Sri Lankan Cashew Curry (My Style)

Posted on April 2, 2016


Okay, so A. I haven’t blogged on my own blog in a while and B. enough people have tried, liked and want to know how I make my cashew curry. Therefore maybe it is time I shared it. Its quite easy, even if preparing cashews is a bit time consuming. However,this wait will be vindicated in that the end product is addictively delicious, as long as you like cashews. It is also Vegan, Vegetarian, high in energy, and as long as you can control yourself over how much you eat in one go, its not the worst curry for your health.

Now before we continue, there is a couple of things that one must understand, especially if they are not Sri Lankan or at least South Asian. This is because if you were say, from Europe, it is very likely your perspective of a curry is shaped by the Indian or Thai types that you are much more likely to encounter. You may have had Satays where peanuts are a key ingredient, or Tikka Masala, where cashews may be found in abundance. Here the nuts are an integral component of the curry or sauce and might be ground or crushed, as opposed to being the ‘object’ of the curry, such as chicken in Chicken Tikka Masala.

In a Sri Lankan Cashew Curry, the cashew is the object, like chicken in a chicken curry. If you think this is weird, then also know that we Lankans also love fruit curries, like Apple, Banana, Mango, Amberalla, etc. and in fact, certain fruits such as types of Bananas may only be eaten cooked into a curry. It is not weird; its just another different tradition of curry making, amongst the dozens of different types of curries in the Indian Subcontinent itself, and we’ve been eating this for the past 2,500+ years.

Now that this is cleared up, here is the recipe 🙂


Please note that all these are rough and you can be flexible based on the taste you like

  • 250 g of raw cashews,  (has to be RAW)
  • 2 cans of coconut milk (basing on Harris Teeter small can size), 400 ml
  • 3-4 curry leaves or 1 tbsp curry powder
  • 1 cinnamon stick (not powder; it seems we forgot to tell the Portuguese and Dutch when they invaded us to take our cinnamon, but the whole idea is to infuse the aroma not eat it)
  •  1 tsp Red pepper or cayenne pepper (or more if you like spice)
  • 1tbsp turmeric powder
  • Finely chopped onion, garlic (3-4 kernels), and if you like something extra, 2 pieces of green or red chili finely chopped
  • 1 tsp table salt
  • 1-2tsp oil (I like olive but could be something else) to lubricate the saucepan


Soak the raw cashews in cold water for about 24-36 hours but no more, as it will ferment. Leave uncovered in a cool dry place. Ideally you want to change the water about halfway. Soak closer to 24 hours for crunchy, closer to 36 hours for creamier taste.
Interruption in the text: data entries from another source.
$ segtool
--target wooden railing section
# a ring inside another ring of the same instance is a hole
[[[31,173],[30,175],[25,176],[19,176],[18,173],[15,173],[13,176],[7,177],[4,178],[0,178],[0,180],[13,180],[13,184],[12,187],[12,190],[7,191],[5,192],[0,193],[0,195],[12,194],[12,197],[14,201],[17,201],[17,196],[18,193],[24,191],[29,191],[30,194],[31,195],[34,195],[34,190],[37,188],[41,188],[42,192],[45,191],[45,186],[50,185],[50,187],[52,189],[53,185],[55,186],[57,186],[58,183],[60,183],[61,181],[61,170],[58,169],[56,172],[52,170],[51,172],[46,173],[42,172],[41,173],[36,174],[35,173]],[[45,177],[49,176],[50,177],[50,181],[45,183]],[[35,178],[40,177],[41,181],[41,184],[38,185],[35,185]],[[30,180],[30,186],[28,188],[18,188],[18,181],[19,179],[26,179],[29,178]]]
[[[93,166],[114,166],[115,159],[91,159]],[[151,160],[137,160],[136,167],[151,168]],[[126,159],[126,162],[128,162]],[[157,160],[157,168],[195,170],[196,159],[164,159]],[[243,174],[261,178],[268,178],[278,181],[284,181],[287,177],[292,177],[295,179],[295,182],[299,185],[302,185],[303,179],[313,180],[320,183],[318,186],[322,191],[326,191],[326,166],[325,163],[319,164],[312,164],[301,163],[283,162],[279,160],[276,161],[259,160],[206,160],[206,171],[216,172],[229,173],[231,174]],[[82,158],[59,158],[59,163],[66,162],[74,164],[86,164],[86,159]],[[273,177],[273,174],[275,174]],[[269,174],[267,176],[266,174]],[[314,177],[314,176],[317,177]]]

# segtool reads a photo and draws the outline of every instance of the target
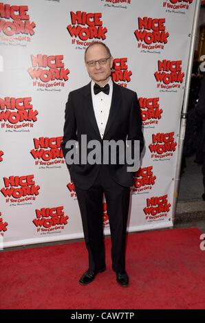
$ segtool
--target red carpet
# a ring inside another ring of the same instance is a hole
[[[205,251],[197,228],[129,234],[121,287],[111,269],[81,286],[87,269],[83,243],[0,254],[0,309],[204,309]]]

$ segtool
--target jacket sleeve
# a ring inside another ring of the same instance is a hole
[[[65,148],[66,143],[68,140],[77,140],[76,120],[74,114],[74,106],[72,101],[71,93],[69,93],[67,102],[65,105],[63,137],[61,143],[61,148],[65,159],[67,153],[71,149]],[[69,170],[71,165],[67,164],[67,166]]]
[[[138,156],[139,158],[141,156],[142,151],[144,148],[144,137],[142,131],[142,117],[141,117],[141,110],[140,107],[139,101],[138,99],[137,94],[135,93],[133,99],[131,102],[129,120],[129,129],[128,129],[128,135],[127,140],[131,141],[131,155],[132,159],[133,159],[133,145],[134,140],[138,140],[140,142],[140,156]]]

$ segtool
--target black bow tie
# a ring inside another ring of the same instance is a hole
[[[96,95],[98,94],[98,93],[101,92],[101,91],[102,91],[102,92],[104,92],[105,94],[108,95],[109,92],[109,84],[107,84],[104,87],[100,87],[100,85],[95,83],[94,90],[94,93]]]

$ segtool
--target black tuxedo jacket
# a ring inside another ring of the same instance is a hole
[[[144,146],[140,105],[136,92],[114,83],[111,104],[103,139],[99,133],[96,120],[91,93],[91,82],[69,93],[65,107],[64,135],[61,144],[65,157],[69,151],[66,142],[73,140],[78,142],[80,156],[81,135],[87,135],[87,140],[118,141],[139,140],[140,153]],[[92,148],[93,149],[93,148]],[[87,149],[87,154],[92,149]],[[118,159],[117,159],[118,160]],[[111,177],[122,186],[133,184],[133,174],[127,171],[127,164],[108,167]],[[100,164],[67,164],[71,179],[74,184],[86,190],[94,183],[100,169]]]

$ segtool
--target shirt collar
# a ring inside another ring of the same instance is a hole
[[[111,93],[111,90],[113,88],[113,81],[112,81],[111,78],[109,78],[109,81],[106,84],[109,84],[109,89],[110,89],[110,93]],[[106,84],[104,85],[104,87],[105,87]],[[92,92],[94,92],[94,85],[95,85],[95,82],[91,80],[91,88]]]

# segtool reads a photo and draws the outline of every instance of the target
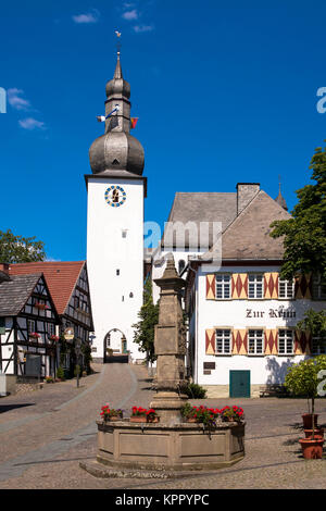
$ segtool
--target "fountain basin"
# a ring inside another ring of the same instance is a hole
[[[116,469],[192,471],[229,466],[244,457],[244,423],[137,424],[97,421],[97,462]]]

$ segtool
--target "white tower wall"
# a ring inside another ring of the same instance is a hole
[[[121,186],[125,202],[113,208],[105,190]],[[145,358],[134,342],[142,306],[143,180],[88,178],[87,267],[95,323],[93,359],[103,359],[105,335],[116,328],[127,340],[133,361]],[[112,332],[110,347],[121,351],[122,335]]]

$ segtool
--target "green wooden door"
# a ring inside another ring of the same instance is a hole
[[[229,372],[229,397],[250,398],[250,371]]]

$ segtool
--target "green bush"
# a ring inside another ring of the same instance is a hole
[[[206,390],[198,384],[189,384],[184,388],[184,392],[190,399],[203,399],[206,397]]]

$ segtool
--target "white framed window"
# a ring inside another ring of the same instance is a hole
[[[48,323],[47,324],[47,333],[49,335],[55,335],[55,325],[54,325],[54,323]]]
[[[326,341],[322,341],[321,337],[312,338],[312,354],[326,354]]]
[[[33,334],[34,332],[36,332],[35,321],[34,320],[27,320],[27,335]]]
[[[319,274],[313,274],[312,295],[314,300],[326,300],[326,281]]]
[[[293,354],[294,332],[289,328],[278,331],[278,354]]]
[[[248,274],[248,298],[264,298],[264,275],[262,273]]]
[[[216,299],[228,300],[230,298],[230,275],[221,273],[216,275]]]
[[[292,300],[294,298],[294,281],[278,279],[278,298]]]
[[[230,354],[231,353],[231,331],[230,329],[216,329],[216,354]]]
[[[248,354],[264,354],[264,331],[248,332]]]

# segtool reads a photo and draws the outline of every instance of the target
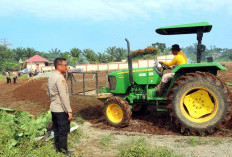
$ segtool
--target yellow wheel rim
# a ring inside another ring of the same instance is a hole
[[[118,104],[110,104],[106,109],[106,114],[113,123],[120,123],[123,119],[123,111]]]
[[[211,120],[218,111],[218,100],[209,89],[195,87],[181,97],[182,114],[192,122],[204,123]]]

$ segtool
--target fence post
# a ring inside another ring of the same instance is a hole
[[[85,72],[83,73],[83,95],[85,95]]]
[[[97,96],[98,96],[98,72],[96,72],[96,93],[97,93]]]

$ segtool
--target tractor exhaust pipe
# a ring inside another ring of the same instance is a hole
[[[127,50],[128,50],[129,80],[130,80],[131,85],[133,85],[134,81],[133,81],[133,74],[132,74],[132,57],[131,57],[131,53],[130,53],[130,42],[127,38],[125,40],[127,42]]]

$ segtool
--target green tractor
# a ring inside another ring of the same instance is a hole
[[[158,96],[157,86],[161,81],[162,65],[132,69],[130,44],[128,47],[128,70],[108,75],[109,87],[101,88],[99,99],[104,101],[103,114],[108,124],[115,127],[129,125],[132,110],[142,110],[147,104],[156,105],[157,111],[167,109],[171,119],[183,132],[193,135],[213,133],[231,118],[231,93],[217,77],[218,70],[227,70],[216,62],[201,63],[205,46],[201,44],[203,33],[210,32],[208,22],[175,25],[156,29],[158,34],[196,34],[198,40],[197,63],[181,64],[164,96]],[[164,103],[165,102],[165,103]],[[161,109],[162,108],[162,109]]]

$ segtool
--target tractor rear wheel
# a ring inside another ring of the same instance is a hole
[[[175,124],[193,135],[213,133],[231,118],[231,94],[219,78],[203,72],[180,77],[168,94]]]
[[[132,112],[126,100],[120,97],[110,97],[104,105],[103,115],[108,124],[124,127],[130,123]]]

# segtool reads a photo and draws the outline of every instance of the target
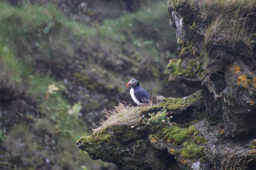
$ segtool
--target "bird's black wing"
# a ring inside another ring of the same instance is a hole
[[[141,103],[148,103],[150,96],[147,90],[140,87],[134,91],[135,97]]]

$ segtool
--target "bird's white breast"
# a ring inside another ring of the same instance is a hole
[[[139,100],[138,100],[138,99],[136,99],[136,97],[135,97],[135,96],[134,96],[134,89],[133,89],[132,88],[131,89],[131,90],[130,90],[130,94],[131,94],[131,96],[132,98],[132,100],[133,100],[138,105],[143,105],[143,104],[144,104],[144,103],[140,103],[140,102],[139,101]]]

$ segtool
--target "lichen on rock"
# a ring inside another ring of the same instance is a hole
[[[78,147],[120,169],[256,169],[256,3],[168,2],[180,52],[169,80],[201,90],[119,110],[110,118],[136,117],[103,123]]]

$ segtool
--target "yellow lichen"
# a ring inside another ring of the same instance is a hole
[[[248,76],[247,75],[240,75],[237,78],[237,85],[242,86],[246,89],[256,89],[256,76]]]
[[[243,86],[246,89],[249,89],[249,81],[246,75],[240,75],[237,78],[237,85]]]
[[[255,89],[256,89],[256,76],[253,76],[253,80],[252,81],[252,85]]]
[[[237,74],[240,71],[240,67],[237,65],[232,65],[230,67],[230,71],[234,74]]]

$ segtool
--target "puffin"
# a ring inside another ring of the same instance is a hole
[[[146,90],[140,87],[139,81],[132,78],[128,81],[126,87],[131,87],[130,90],[131,96],[138,106],[149,103],[150,96]]]

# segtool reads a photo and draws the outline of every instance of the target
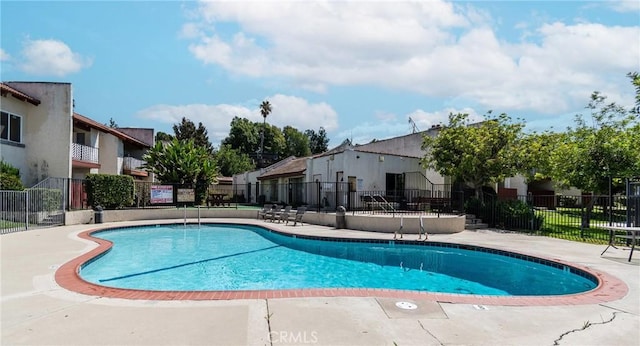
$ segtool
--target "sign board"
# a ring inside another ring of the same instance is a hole
[[[151,203],[173,203],[173,186],[152,185]]]
[[[178,189],[178,203],[194,203],[196,201],[196,192],[194,189]]]

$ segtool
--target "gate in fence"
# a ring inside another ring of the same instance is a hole
[[[64,224],[68,180],[47,178],[24,191],[0,191],[0,234]]]
[[[640,227],[640,178],[627,179],[627,226]]]

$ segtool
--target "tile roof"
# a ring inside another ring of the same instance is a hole
[[[293,158],[258,177],[258,180],[299,176],[307,170],[307,157]]]
[[[0,83],[0,93],[2,94],[2,96],[7,95],[7,94],[11,94],[13,97],[17,98],[20,101],[25,101],[25,102],[29,102],[34,106],[37,106],[40,104],[40,100],[38,100],[37,98],[27,95],[25,93],[23,93],[22,91],[14,88],[14,87],[10,87],[9,85],[5,84],[5,83]]]
[[[116,136],[116,137],[118,137],[118,138],[120,138],[120,139],[122,139],[124,141],[135,143],[135,144],[138,144],[138,145],[141,145],[141,146],[144,146],[144,147],[150,147],[151,146],[150,144],[147,144],[147,143],[145,143],[145,142],[143,142],[143,141],[141,141],[141,140],[139,140],[137,138],[131,137],[126,133],[118,131],[118,129],[114,129],[114,128],[111,128],[111,127],[106,126],[104,124],[101,124],[101,123],[99,123],[99,122],[97,122],[97,121],[95,121],[93,119],[85,117],[82,114],[78,114],[78,113],[74,112],[73,113],[73,120],[74,121],[78,121],[78,122],[80,122],[82,124],[85,124],[87,126],[93,127],[95,129],[98,129],[98,130],[100,130],[102,132],[110,133],[110,134],[112,134],[112,135],[114,135],[114,136]]]

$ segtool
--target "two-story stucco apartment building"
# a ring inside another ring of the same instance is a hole
[[[20,169],[25,186],[89,173],[151,179],[141,159],[153,145],[153,129],[110,128],[75,113],[70,83],[0,87],[0,157]]]

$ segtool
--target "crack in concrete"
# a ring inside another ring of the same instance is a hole
[[[554,346],[559,346],[560,345],[560,341],[562,340],[562,338],[564,338],[565,336],[571,334],[571,333],[576,333],[576,332],[581,332],[583,330],[586,330],[587,328],[593,326],[593,325],[602,325],[602,324],[607,324],[607,323],[611,323],[613,322],[613,320],[616,318],[617,314],[622,314],[624,312],[620,312],[620,311],[614,311],[613,312],[613,316],[611,316],[611,318],[607,321],[602,321],[602,322],[596,322],[596,323],[591,323],[589,321],[585,322],[584,326],[582,326],[582,328],[576,328],[567,332],[564,332],[562,334],[560,334],[560,337],[558,337],[557,339],[555,339],[553,341],[553,345]]]
[[[444,344],[442,343],[442,341],[440,341],[440,339],[438,339],[438,337],[436,337],[435,335],[433,335],[433,333],[431,333],[427,328],[424,327],[424,325],[422,324],[422,322],[420,322],[420,320],[418,320],[418,324],[420,325],[420,327],[422,327],[422,329],[427,332],[427,334],[431,335],[431,337],[433,337],[434,339],[436,339],[438,341],[438,344],[440,344],[440,346],[444,346]]]
[[[273,338],[271,337],[271,313],[269,313],[269,299],[264,300],[267,306],[267,316],[264,318],[267,320],[267,330],[269,331],[269,345],[273,346]]]

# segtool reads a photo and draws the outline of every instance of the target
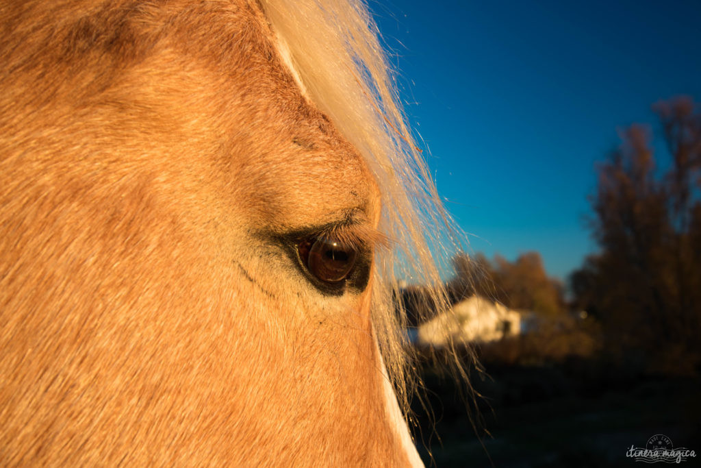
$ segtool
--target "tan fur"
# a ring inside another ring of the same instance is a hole
[[[0,18],[0,464],[405,463],[372,286],[320,294],[271,240],[381,207],[259,5]]]

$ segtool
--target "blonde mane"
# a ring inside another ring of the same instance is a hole
[[[390,378],[407,413],[416,389],[415,368],[402,334],[406,311],[397,313],[393,297],[400,280],[415,280],[431,286],[419,312],[444,310],[449,304],[440,269],[451,253],[464,248],[463,236],[444,208],[415,143],[393,67],[366,5],[353,0],[261,4],[281,55],[306,97],[360,152],[379,185],[380,229],[393,245],[376,255],[372,317]],[[457,360],[449,364],[465,377]]]

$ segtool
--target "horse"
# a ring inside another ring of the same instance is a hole
[[[421,465],[392,297],[445,213],[367,7],[0,18],[0,462]]]

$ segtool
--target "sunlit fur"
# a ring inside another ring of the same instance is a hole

Heat the oiled up saucepan (or pot or whatever) on high heat with onions, garlic, and chilies, stirring until you can see it is sizzling and notice the aroma. This will be about 3 minutes.

Then throw in the curry leaves or powder and cinnamon stick. Again wait till you can smell the flavor, which should not take more than 2 minutes,  then throw in the cashew, stir in for about one minute and throw in the pepper/cayenne, and turmeric.

Stir well so everything mixes for about 3-4 minutes and as soon as you notice things getting dry, in goes the coconut milk.

Drop the heat to low and stir well. Wait till the coconut milk is reduced a little and then add salt. Keep stirring on low heat to required level of dryness and flavor. I would do this for about 5-7 minutes from when the coconut milk went in, depending on the volume of curry. And then it is ready.

If it’s really watery, you may not have the cashews absorbing much of the flavor. If it’s too dry (i.e no sauce left) then the cashews will be crunchy, shrunk but flavorful. You need to be in the middle so make sure to taste the sauce and a piece of cashew once every minute or two. You can stop when you like the taste.


Serve hot with fried rice, jasmine, brown or Basmati rice, or even couscous or dry fried noodles (I’m thinking Mi Gorang or Singapore style fried noodle). You can also use serve this as a dip, with soft pieces of bread, cut pieces of pita, naan or roti. The amount suggested when served with rice should feed about 5-6 people.

I WILL post a photo as soon as I find one I took when I made the curry last, but you can google Sri Lankan Cashew Curry if you are visually curious. It tastes better than it looks anyway, and you should never judge a book by its cover. Bon Apetit!!!